This week I was watching a news report looking at how the Serious Fraud Office (SFO) were using Artificial Intelligence to analyse documents in complex cases. AI cuts down the huge amount of time it would normally take the SFO to analyse the vast amount of information collected for cases. What struck me was their demonstrations of the output. After the system had worked through the data (sometimes 10’s of millions of documents), the interface officers have to review the findings is an infographic. A stringed bubble comparison in fact, which is then used to identify interesting relationships and patterns in communication.

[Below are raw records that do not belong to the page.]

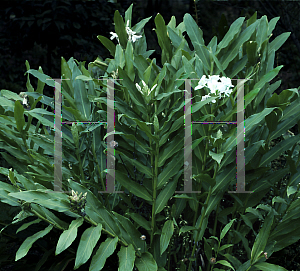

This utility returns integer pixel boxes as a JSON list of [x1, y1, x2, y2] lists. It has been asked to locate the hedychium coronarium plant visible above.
[[0, 5, 300, 271]]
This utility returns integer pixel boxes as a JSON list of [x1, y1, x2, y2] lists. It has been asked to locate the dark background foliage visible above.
[[0, 0, 300, 271]]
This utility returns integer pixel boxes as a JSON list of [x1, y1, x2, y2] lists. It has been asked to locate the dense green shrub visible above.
[[0, 3, 300, 271]]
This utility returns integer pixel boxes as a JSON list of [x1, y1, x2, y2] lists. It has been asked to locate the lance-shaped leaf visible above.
[[251, 211, 274, 265], [160, 220, 174, 255], [134, 252, 158, 271], [155, 180, 177, 214], [14, 101, 25, 132], [15, 225, 53, 261], [74, 224, 102, 270], [89, 237, 118, 271], [55, 217, 83, 256], [118, 244, 135, 271]]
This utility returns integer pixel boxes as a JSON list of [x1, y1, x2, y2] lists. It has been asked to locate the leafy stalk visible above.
[[188, 186, 211, 271]]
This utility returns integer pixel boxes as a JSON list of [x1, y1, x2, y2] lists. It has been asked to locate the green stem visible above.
[[148, 102, 159, 247], [92, 144, 106, 194], [188, 186, 211, 271], [194, 0, 198, 25], [31, 208, 65, 231], [213, 201, 220, 236], [75, 147, 85, 182]]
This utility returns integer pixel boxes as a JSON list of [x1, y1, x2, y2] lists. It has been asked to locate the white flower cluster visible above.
[[135, 80, 157, 96], [195, 75, 234, 103], [110, 20, 142, 43]]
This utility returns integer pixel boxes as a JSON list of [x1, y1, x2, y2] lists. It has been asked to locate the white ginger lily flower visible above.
[[195, 75, 234, 103], [135, 80, 157, 96], [110, 20, 142, 43]]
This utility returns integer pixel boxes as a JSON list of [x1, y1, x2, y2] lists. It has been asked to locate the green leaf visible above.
[[216, 17, 245, 55], [15, 225, 53, 261], [115, 41, 125, 69], [115, 170, 152, 201], [209, 151, 225, 165], [71, 123, 79, 149], [220, 219, 236, 241], [132, 16, 152, 33], [160, 220, 174, 255], [179, 226, 197, 235], [286, 186, 297, 198], [0, 89, 23, 101], [216, 260, 234, 270], [254, 262, 288, 271], [219, 244, 234, 251], [74, 224, 102, 270], [16, 218, 42, 236], [112, 211, 145, 254], [268, 32, 291, 52], [219, 21, 258, 70], [24, 69, 55, 88], [272, 196, 287, 205], [125, 4, 133, 28], [14, 101, 25, 132], [183, 13, 204, 48], [129, 213, 151, 231], [72, 63, 91, 121], [118, 244, 135, 271], [89, 237, 118, 271], [154, 180, 177, 214], [154, 13, 172, 64], [157, 151, 183, 189], [114, 10, 127, 48], [134, 252, 158, 271], [259, 134, 300, 167], [55, 217, 84, 256], [251, 212, 274, 265]]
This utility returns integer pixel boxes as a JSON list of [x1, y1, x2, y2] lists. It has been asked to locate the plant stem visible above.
[[75, 147, 85, 184], [194, 0, 198, 25], [188, 186, 212, 271], [148, 102, 159, 247]]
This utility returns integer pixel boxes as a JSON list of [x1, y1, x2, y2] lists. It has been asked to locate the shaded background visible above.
[[0, 0, 300, 271], [0, 0, 300, 97]]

Obviously that in itself makes me happy, that the best way to analyse, make sense of, “see” the data is an infographic. That actually the work the AI is doing is essentially presenting the data in a different way so that we understand it better. Technology now means that infographics are no longer an end product, a presentation tool to show findings, but also the tool we use to actually analyse the data. We can manipulate the graphics to pull out key findings and use them to answer questions.
Going further, what was going to be a YAY INFORGRAPHICS! blog has developed into something even better…
It was obvious to me that the human input to the situation was essential. Initially telling the system what was interesting and needed to be highlighted and then to analyse the output, using the graphic to identify what was pertinent to the case. It was the officers knowledge and understanding of the subject which allowed them to make sense of all that information, however it was presented. You cannot get anyone or anything to answer a ‘so what’ question if they don’t have an understanding of the situation. Data Science is not just crunching numbers, its about knowing what evidence to layer up together, what extra information to have and trying to anticipate what questions will need answering.
I think collaboration is the key. Knowing who the specialists are, communicating and working with them to collect and paint as detailed pictures as possible.
Data is its own peculiar language and analysts, what ever their titles, are interpreters.